Plato once said music “gives a soul to the universe, wings to the mind, flight to the imagination and life to everything.”
And he was right. But music is not only impactful for our imagination, listening to music while sleeping can improve our bodies and health.
If you’re like the average human, you will spend about 26 years of your life sleeping. This equates to 9,490 days or 227,760 hours.
As if that’s not enough, you’d also spend 7 years trying to get to sleep. So if you’re looking for ways to get a good sleep and wake up more rested, keep reading.
In this article, we will discuss the research and benefits of listening to music while sleeping.
1. Improve sleep quality
The quality of sleep is not just how many hours you sleep.
Sure, that matters. But often, the most important factor for sleep quality is whether we indeed rested during the state of sleep.
The lack of sleep quality is why you’ll find people complain that although they sleep for several hours, they wake tired.
More hours doesn’t necessarily equal better rest. A good rest depends on a few factors.
The primary one is how well your brain waves slow down 90 minutes after falling asleep.
That’s a stage referred to in the sleep cycle as Rapid Eye Movement. Listening to music while sleeping can help facilitate the stages that lead to that.
Researchers split the participants into two groups: 25 to the music group and the other 25 to a control group.

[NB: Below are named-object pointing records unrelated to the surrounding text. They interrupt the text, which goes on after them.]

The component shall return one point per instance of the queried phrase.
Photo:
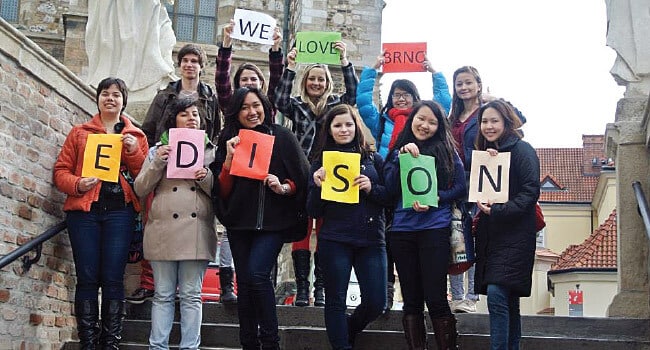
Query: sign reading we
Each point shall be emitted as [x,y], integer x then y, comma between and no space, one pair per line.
[404,57]
[419,180]
[102,157]
[253,26]
[317,47]
[187,153]
[341,168]
[489,177]
[252,156]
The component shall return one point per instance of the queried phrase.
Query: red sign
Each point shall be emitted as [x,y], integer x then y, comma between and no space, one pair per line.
[404,57]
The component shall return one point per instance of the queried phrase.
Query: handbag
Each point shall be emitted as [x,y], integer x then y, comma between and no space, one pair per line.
[136,251]
[461,242]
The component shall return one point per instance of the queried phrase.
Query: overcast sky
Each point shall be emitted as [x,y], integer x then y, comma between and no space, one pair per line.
[547,57]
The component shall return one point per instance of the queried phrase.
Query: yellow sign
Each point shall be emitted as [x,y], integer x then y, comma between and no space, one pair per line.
[341,168]
[102,157]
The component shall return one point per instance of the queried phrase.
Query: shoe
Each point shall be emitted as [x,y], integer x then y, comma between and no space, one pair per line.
[140,296]
[463,306]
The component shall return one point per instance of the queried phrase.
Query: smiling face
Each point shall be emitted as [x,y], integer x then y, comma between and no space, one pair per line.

Participants in the music group listened to soothing music for 45 minutes at nocturnal sleep time. The control group did not.
It turns out that the group that listened to music significantly increased their rested state during sleep. But that’s not all. They also shortened the time their brain waves shut down.
2. Facilitates deeper and longer sleep
If you like to take afternoon naps, it’s possible you need a deeper sleep in a short period.
Or maybe you have a busy night schedule and so have only a few hours to sleep. In any of these cases, deep sleep is important for you.
Listening to music while sleeping can be a powerful way to fall into a deep sleep.
In one study, researchers looked into the effect of sedative music on the sleep cycle.
Researchers enrolled 24 young adults and observed their sleep patterns. So for two nights in a row, researchers assigned participants to two groups in a random way.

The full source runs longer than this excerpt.